The Stark Area Regional Transit Authority in Ohio owns 22 hydrogen fuel-cell buses. (Courtesy of Kathiann M. Kowalski)
This article was originally published by Canary Media.
One of the nation’s largest hydrogen-powered transit fleets is seeking to switch to a cleaner — and local — fuel source as part of a federally funded clean hydrogen hub.
The Stark Area Regional Transit Authority, or SARTA, provides about 5,000 daily rides to commuters in the Canton, Ohio, area. A decade after federal grants helped it purchase its first hydrogen fuel-cell buses, the authority now has 22 such vehicles, making it the country’s fourth-largest hydrogen-powered transit fleet.
The vehicles emit only water vapor and warm air as exhaust, reducing air pollution in the neighborhoods where they run. But producing and transporting hydrogen for the fuel cells can be a significant source of climate emissions, which is why SARTA is partnering with energy company Enbridge and the Appalachian Regional Clean Hydrogen Hub, or ARCH2, on a plan to make the fuel on-site with solar power.
“So it will be green,” said Kirt Conrad, SARTA’s CEO, referring to the use of renewable energy to power the production of hydrogen by splitting water.
Currently, the transit agency imports hydrogen — made from natural gas without carbon capture — by truck from Canada. Such “gray” hydrogen emits about 11 tons of carbon dioxide per ton of hydrogen produced. President Donald Trump’s threatened tariffs against Canada could also affect the cost and supply of hydrogen available to SARTA, although specific impacts are still unclear.
SARTA had already worked with Dominion Energy on a compressed natural gas fueling station before Dominion’s Ohio utility company was acquired by Enbridge. When the Biden administration announced its regional clean hydrogen hub program in 2023, SARTA and the company joined others in Ohio, West Virginia, and Pennsylvania to pitch the ARCH2 hub. The hub was among seven selected by the Department of Energy in late 2023 and was awarded up to $925 million in funding last summer.

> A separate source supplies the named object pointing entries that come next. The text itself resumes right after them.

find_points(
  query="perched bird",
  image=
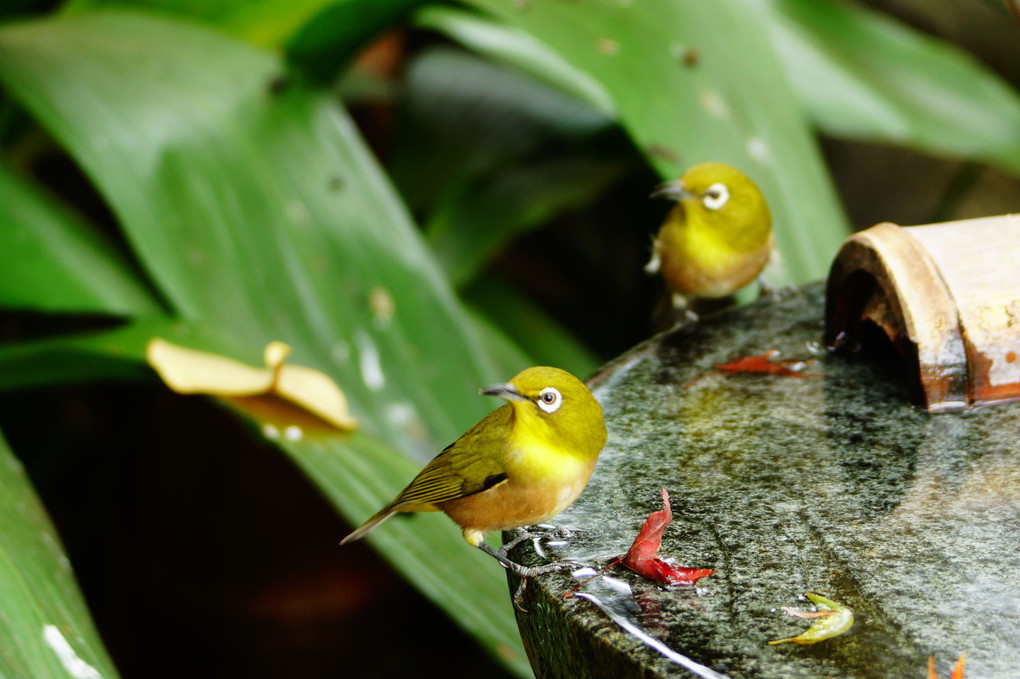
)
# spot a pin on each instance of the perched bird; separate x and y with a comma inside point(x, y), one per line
point(522, 464)
point(717, 239)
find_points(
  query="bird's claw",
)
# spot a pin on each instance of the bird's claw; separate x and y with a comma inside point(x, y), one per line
point(557, 533)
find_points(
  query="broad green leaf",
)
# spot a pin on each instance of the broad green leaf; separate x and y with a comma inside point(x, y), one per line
point(461, 117)
point(489, 153)
point(45, 628)
point(107, 355)
point(291, 228)
point(52, 261)
point(260, 214)
point(470, 226)
point(353, 471)
point(514, 47)
point(265, 22)
point(327, 41)
point(319, 35)
point(864, 75)
point(536, 332)
point(696, 82)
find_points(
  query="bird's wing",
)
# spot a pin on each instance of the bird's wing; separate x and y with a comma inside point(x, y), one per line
point(471, 464)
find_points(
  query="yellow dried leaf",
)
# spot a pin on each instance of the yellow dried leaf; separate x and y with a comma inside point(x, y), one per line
point(192, 371)
point(836, 620)
point(957, 670)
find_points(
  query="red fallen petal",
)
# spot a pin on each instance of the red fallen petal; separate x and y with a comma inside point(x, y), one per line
point(641, 558)
point(647, 543)
point(762, 364)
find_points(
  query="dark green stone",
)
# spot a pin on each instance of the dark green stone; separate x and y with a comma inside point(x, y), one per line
point(835, 484)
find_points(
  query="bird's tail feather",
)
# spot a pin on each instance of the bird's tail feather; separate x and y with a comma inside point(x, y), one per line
point(369, 526)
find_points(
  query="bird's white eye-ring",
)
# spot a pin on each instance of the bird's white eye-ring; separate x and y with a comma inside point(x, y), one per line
point(550, 399)
point(715, 196)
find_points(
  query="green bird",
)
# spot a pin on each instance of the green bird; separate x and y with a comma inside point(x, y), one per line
point(717, 239)
point(520, 465)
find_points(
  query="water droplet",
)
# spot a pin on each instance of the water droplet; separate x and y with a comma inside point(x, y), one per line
point(381, 305)
point(758, 149)
point(296, 211)
point(341, 352)
point(607, 46)
point(714, 103)
point(371, 369)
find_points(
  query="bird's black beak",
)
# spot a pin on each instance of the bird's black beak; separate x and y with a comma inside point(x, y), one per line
point(506, 390)
point(672, 190)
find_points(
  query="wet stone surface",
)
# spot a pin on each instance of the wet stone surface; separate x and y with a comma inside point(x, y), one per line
point(834, 484)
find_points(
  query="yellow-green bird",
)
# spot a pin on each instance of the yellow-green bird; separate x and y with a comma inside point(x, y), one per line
point(717, 239)
point(520, 465)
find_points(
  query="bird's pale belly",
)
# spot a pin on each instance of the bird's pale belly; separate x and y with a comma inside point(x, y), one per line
point(508, 506)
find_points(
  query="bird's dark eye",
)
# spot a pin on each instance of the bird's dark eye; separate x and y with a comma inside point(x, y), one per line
point(715, 196)
point(550, 399)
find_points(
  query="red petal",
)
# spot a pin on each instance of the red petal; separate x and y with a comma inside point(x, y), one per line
point(647, 543)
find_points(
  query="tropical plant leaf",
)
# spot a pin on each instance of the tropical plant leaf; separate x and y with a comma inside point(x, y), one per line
point(46, 630)
point(536, 332)
point(864, 75)
point(514, 47)
point(327, 41)
point(51, 261)
point(695, 82)
point(260, 215)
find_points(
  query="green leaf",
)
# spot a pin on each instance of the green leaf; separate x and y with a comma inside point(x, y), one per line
point(864, 75)
point(45, 628)
point(107, 355)
point(696, 82)
point(472, 224)
point(462, 117)
point(516, 48)
point(264, 22)
point(536, 332)
point(260, 215)
point(51, 261)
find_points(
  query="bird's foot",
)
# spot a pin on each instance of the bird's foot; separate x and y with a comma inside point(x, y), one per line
point(527, 571)
point(526, 533)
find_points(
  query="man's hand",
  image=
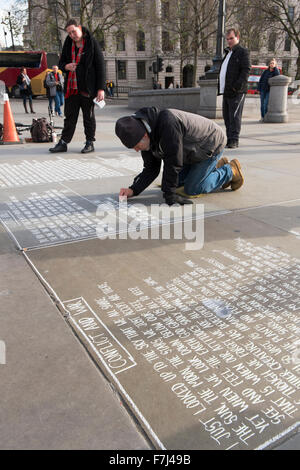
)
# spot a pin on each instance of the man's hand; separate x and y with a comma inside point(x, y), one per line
point(126, 192)
point(172, 199)
point(100, 95)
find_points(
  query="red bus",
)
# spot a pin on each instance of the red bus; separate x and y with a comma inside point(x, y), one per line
point(254, 77)
point(37, 64)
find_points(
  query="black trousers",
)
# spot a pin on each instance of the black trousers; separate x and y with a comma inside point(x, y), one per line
point(232, 115)
point(73, 104)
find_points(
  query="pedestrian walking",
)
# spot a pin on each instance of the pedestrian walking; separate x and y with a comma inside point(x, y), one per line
point(53, 81)
point(233, 85)
point(24, 83)
point(59, 80)
point(83, 63)
point(264, 87)
point(191, 148)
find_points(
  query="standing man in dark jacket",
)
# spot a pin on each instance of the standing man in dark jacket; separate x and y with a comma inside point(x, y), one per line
point(83, 63)
point(264, 87)
point(233, 80)
point(191, 148)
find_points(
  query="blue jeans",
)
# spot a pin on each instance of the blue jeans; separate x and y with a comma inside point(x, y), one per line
point(59, 101)
point(264, 100)
point(204, 177)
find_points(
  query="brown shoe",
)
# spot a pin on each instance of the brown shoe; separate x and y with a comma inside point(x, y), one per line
point(237, 178)
point(222, 162)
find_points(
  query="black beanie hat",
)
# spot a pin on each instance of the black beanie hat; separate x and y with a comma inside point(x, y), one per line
point(130, 131)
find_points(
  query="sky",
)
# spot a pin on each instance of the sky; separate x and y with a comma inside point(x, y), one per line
point(5, 6)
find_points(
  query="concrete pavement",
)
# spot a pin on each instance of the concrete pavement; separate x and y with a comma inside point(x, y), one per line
point(53, 393)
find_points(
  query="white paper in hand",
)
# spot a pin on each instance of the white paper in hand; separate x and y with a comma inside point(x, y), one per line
point(100, 104)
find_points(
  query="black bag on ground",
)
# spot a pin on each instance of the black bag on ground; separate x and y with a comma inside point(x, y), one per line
point(41, 131)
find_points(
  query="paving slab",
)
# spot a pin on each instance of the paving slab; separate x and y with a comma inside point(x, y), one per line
point(53, 397)
point(202, 344)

The plan is to install roughly 1,000 solar panels on about 10 acres of recently acquired land next to SARTA’s existing hydrogen fueling facility, said Conrad. That would generate up to 1 megawatt of electricity, powering an electrolysis facility that splits water into oxygen and hydrogen. Under the project’s current scope, the equipment would produce roughly 1 ton of hydrogen per day, enough to fuel 40 SARTA buses, Conrad added.
Details could change as the project progresses, according to Enbridge spokesperson Stephanie Moore. Enbridge would own the hydrogen production and storage equipment.
Conrad estimated that the whole project will cost around $15 million, about 70% of which would come from federal funding under the 2021 bipartisan infrastructure law and other grants. It’s unclear, though, whether the Trump administration will renege on those commitments, even those which have already been formally obligated under contract.
“ARCH2 receives funding for this project through a contract issued through the U.S. Department of Energy’s Office of Clean Energy Demonstrations,” Moore said. “We have received no information outlining any modifications to that contract and therefore will continue moving forward on this project as planned.”
If the project can be completed, it will double SARTA’s supply of hydrogen, lower costs and emissions, and improve the transit system’s resiliency, Conrad said, noting that the agency has experienced occasional fuel delivery problems. Plus, domestic hydrogen production can support U.S. energy independence goals, he said.
A desire to switch to cleaner fuels and the costs per mile compared with diesel buses convinced SARTA to start buying fuel-cell buses in 2014. Today, it has 17 large buses and 5 smaller paratransit vehicles that run on fuel cells, which split hydrogen into protons and electrons and send them along separate paths. The electrons provide an electric current, while the protons wind up combining with oxygen to make water.
California has had fuel-cell buses on the road for more than two decades, and other places that have embraced the vehicles in recent years include Philadelphia’s Southeastern Pennsylvania Transportation Authority and Maryland’s Montgomery County.
Sean O’Leary, a senior researcher for the Ohio River Valley Institute, said the planned project by SARTA and Enbridge would cut greenhouse gas emissions compared with current practices.
“Green hydrogen is … a lot better than gray,” O’Leary said. However, he’s skeptical whether fuel-cell buses are the vehicles he would choose today for transit systems to reduce emissions. “I would personally rather see them go to electric buses or even biodiesel, both of which would reduce emissions more and cost a … lot less.”
Conrad said SARTA would have liked to have started out using green hydrogen, but it wasn’t available in the marketplace a decade ago. Now that the technology has advanced, he thinks it’s time to make the switch to a cleaner source of hydrogen.
“Sometimes an industry just needs time to evolve. And I think that’s what we’re starting to see now,” Conrad said.
If all proceeds well, SARTA anticipates on-site hydrogen production could start as soon as 2028.